Visual Studio 2005: Dude, where are the unit-testing tools?
So all the developers on our team recently got copies of Visual Studio 2005. (Year-end and leftover budget: two great things that go great together.)
The question came up of which edition to get: Architect, Developer, or Tester. The person on our end said, “Get Tester for all the QA people, and Architect for all the developers.” Sounded reasonable to me: in every development environment I’ve ever used, Architect is the edition with all the goodies.
Well, apparently not so with Microsoft these days, as I found when I tried to write some unit tests, using the new unit-testing framework that’s supposed to ship as part of Visual Studio 2005’s Team System thingy, and then did some research to find out why I couldn’t.
Apparently, Microsoft has decided that architects don’t write code. Oh heavens no. Architects don’t need tools for unit testing, or profiling, or code coverage, or static analysis. Apparently, architects just bring the specs down from the mountain, and then goof off until the next release.

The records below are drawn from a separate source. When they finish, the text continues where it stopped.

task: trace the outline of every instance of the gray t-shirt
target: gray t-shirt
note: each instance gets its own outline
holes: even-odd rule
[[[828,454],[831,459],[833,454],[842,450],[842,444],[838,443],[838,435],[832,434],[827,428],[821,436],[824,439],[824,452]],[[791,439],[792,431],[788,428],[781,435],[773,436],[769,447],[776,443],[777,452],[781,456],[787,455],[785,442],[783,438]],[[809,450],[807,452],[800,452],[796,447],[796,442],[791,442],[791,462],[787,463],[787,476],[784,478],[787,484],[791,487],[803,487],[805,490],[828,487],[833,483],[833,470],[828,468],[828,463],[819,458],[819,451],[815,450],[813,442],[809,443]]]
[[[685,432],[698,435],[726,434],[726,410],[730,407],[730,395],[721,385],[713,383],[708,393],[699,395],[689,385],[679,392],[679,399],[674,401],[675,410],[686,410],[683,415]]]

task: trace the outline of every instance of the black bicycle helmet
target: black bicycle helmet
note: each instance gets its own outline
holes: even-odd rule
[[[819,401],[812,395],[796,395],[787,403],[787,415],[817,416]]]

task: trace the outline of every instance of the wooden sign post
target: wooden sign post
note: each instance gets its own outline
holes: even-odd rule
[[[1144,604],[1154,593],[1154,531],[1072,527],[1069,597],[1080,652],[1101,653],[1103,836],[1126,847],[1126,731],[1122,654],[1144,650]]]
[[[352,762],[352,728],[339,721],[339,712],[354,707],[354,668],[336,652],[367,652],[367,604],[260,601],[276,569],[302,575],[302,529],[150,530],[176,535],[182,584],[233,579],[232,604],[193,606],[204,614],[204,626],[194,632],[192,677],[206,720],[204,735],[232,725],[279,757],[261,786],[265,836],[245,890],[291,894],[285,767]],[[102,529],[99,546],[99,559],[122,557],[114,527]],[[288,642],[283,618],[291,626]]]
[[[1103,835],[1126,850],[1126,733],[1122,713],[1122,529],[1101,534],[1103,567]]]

In my world, the term “architect” does not mean “doesn’t sully their hands with code”. I can sorta see an architect not needing profiling and code coverage, if they’re on a team of, say, five hundred or more. But an architect would still need unit testing tools because the tests are part of the spec. The spec isn’t complete without acceptance tests that say, “The feature isn’t done until this test passes.”
Complete specs, it appears, are not a concern at Microsoft.
January 8th, 2006 at 2:27 pm
Joe,
I recall hearing about this during the launch event. Microsoft, IMO, dropped the ball on having the multiple packages for VS this time around. It’s very confusing and could be very costly for companies that make mistakes when ordering.
I’m gonna stick with NUnit (and the rest of the open source arsenal that’s out there) along with VS 2005 Standard or Pro.
January 9th, 2006 at 2:17 pm
Microsoft did something similar with Office a few versions back. There was Professional and Small Business Editions. Pro didn’t include Publisher, but Small Business didn’t include Access. Either way you had to buy a missing peice seperately.
They do offer Team Suite, which costs twice as much, and includes all those features in one Visual Studio - The one visual studio to rule them all, so to speak.
January 16th, 2006 at 1:03 pm
Ah– what you wanted was the Team Suite edition, which has everything.